O Tribunal de Trabalho de Caldas da Rainha condenou a gestora da Estação de Tratamento de Águas Residuais de Peniche a pagar mais de 100 mil euros de indemnização pela queda mortal de uma trabalhadora por falta de segurança.

Na sentença proferida este mês, a que a agência Lusa teve acesso esta quarta-feira, o tribunal condena a empresa Sisáqua a pagar ao marido e dois filhos da vítima (menores à data do acidente, em 2007) uma indemnização de quase 95 mil euros, acrescidos de um subsídio por morte de 2.400 euros, uma pensão vitalícia anual para o conjugue de 3.302 euros e uma temporária para cada um dos filhos, até deixarem de ser menores de idade, no valor de cerca de 2.200 euros.

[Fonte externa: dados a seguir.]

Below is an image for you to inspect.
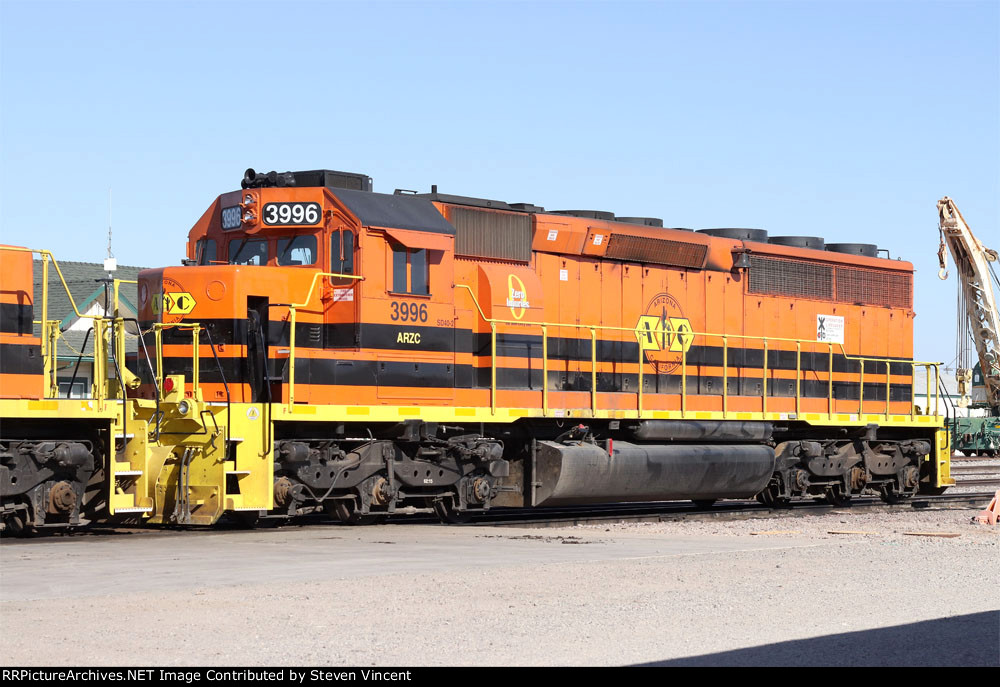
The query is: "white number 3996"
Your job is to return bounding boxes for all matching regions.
[264,203,320,225]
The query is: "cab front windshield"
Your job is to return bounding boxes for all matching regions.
[229,236,316,265]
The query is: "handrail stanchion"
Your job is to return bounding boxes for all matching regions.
[934,365,941,417]
[191,325,201,389]
[795,341,802,420]
[542,324,549,417]
[858,359,867,420]
[590,327,597,417]
[288,306,294,411]
[42,254,52,398]
[885,360,891,422]
[760,339,767,420]
[490,322,497,415]
[722,335,729,418]
[826,342,833,420]
[636,336,644,419]
[681,336,694,418]
[153,323,163,395]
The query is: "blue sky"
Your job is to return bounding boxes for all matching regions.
[0,0,1000,361]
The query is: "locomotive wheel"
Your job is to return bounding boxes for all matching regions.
[824,485,851,506]
[3,510,35,537]
[431,497,472,525]
[323,499,385,525]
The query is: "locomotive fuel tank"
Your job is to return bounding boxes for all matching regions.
[533,441,774,506]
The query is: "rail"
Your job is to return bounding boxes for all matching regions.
[456,284,941,420]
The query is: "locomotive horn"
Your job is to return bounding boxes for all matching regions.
[240,167,257,188]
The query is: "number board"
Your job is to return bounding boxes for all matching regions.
[222,205,243,229]
[263,203,322,226]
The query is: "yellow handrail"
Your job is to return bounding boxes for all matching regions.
[455,284,941,419]
[288,272,364,408]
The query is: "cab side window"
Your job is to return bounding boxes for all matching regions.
[278,236,316,265]
[391,242,430,296]
[194,239,217,265]
[229,239,267,265]
[330,229,354,274]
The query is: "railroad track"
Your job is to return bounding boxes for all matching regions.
[951,454,1000,489]
[0,494,994,546]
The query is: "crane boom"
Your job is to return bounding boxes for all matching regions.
[938,196,1000,415]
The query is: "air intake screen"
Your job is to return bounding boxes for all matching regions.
[748,255,912,308]
[837,267,913,308]
[604,234,708,269]
[449,207,532,262]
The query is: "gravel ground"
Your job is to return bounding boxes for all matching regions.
[0,504,1000,666]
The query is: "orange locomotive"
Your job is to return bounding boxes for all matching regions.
[133,170,949,521]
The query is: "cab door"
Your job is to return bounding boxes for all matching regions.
[374,228,455,405]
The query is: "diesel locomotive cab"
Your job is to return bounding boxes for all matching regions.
[139,169,371,403]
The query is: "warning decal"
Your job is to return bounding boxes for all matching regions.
[816,315,844,344]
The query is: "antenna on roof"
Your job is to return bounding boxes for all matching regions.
[104,186,118,277]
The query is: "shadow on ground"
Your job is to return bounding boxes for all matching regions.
[640,611,1000,666]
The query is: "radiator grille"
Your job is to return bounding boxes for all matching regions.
[749,255,833,301]
[748,255,913,308]
[448,207,532,262]
[604,234,708,269]
[837,267,913,308]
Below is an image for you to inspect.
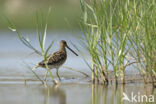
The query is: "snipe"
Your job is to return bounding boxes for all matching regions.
[33,40,78,80]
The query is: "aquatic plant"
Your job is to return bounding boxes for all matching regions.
[80,0,156,84]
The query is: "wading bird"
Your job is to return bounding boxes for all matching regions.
[32,40,78,80]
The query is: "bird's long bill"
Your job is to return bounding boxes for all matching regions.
[67,46,78,56]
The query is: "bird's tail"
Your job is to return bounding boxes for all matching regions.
[32,65,40,70]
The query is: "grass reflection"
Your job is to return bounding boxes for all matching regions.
[43,86,66,104]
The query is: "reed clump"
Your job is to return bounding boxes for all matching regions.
[80,0,156,84]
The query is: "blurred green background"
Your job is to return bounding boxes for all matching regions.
[0,0,85,30]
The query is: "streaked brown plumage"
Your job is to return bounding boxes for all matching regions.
[38,40,78,80]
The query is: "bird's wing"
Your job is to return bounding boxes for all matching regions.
[39,51,66,66]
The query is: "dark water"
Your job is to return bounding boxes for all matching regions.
[0,31,156,104]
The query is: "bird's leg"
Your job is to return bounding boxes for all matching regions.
[56,68,61,81]
[44,70,48,81]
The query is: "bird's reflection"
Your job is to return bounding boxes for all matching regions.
[42,86,66,104]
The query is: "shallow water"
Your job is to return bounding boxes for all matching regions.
[0,83,156,104]
[0,31,156,104]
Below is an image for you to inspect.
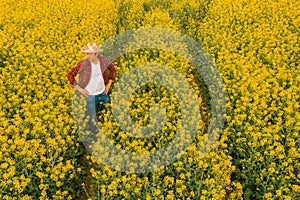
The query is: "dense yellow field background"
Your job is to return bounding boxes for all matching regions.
[0,0,300,199]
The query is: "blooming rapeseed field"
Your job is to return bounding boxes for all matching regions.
[0,0,300,199]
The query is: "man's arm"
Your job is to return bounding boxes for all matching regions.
[67,63,89,96]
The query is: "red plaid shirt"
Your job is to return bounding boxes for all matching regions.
[68,56,116,88]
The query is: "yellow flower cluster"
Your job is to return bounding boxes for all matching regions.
[0,0,300,199]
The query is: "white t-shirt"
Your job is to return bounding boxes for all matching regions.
[85,61,105,95]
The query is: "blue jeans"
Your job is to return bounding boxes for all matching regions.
[85,93,109,127]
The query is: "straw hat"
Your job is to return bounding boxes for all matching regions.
[81,42,103,53]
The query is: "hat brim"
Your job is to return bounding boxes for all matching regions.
[81,48,103,53]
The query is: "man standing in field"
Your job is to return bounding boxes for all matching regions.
[68,42,116,130]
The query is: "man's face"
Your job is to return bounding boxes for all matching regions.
[86,53,97,61]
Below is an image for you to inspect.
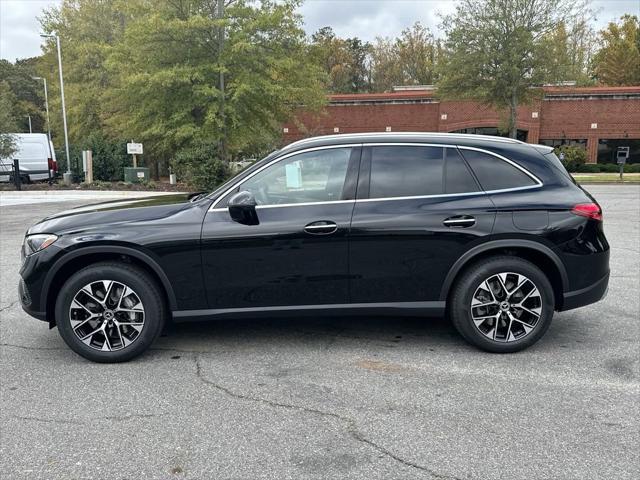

O tribunal deu como provado que a falta de segurança, em 2007, na Estação de Tratamento de Águas Residuais (ETAR) de Peniche, motivou a queda mortal da funcionária e que a trabalhadora teve fraca formação sobre os riscos inerentes ao seu trabalho e ao modo como deveria realizar a tarefa de recolha dos efluentes ao ar livre.

A mulher trabalhava na ETAR de Peniche a recolher amostras das águas residuais e, em setembro de 2007, caiu dentro de um dos tanques da ETAR por razões desconhecidas, vindo a morrer, aos 41 anos, devido a asfixia por submersão.

A vítima deixou órfãos dois filhos de sete e 19 anos, agora com 12 e 25 anos, respetivamente.

Os juízes condenaram ainda a seguradora a pagar uma pensão vitalícia anual de 2.300 euros ao conjugue e uma temporária de 1.540 euros a cada um dos filhos, além de um subsídio por morte de 1.200 euros.

O tribunal concluiu ainda que, para realizar a recolha de efluente com uma vara de 80 centímetros, a trabalhadora tinha de se debruçar para levantar e abrir, pelo menos parcialmente, a tampa da abertura e, depois, para voltar a fechá-la.

Os juízes provaram também que o plano de segurança da ETAR previa o risco de queda em altura para o interior do tanque, mas, como não havia histórico de acidentes semelhantes, não foram previstas outras medidas.

O tribunal deu ainda como provado que a empresa tinha colocado boias e uma vara de salvamento para prevenir o risco de afogamento, mas não as tinha testado.

O acidente de trabalho mortal deu origem à abertura de vários processos judiciais, um deles começa a ser julgado na segunda-feira no Tribunal de Peniche e que tem como arguidos três responsáveis pelas normas de segurança no trabalho, acusados de homicídio por negligência.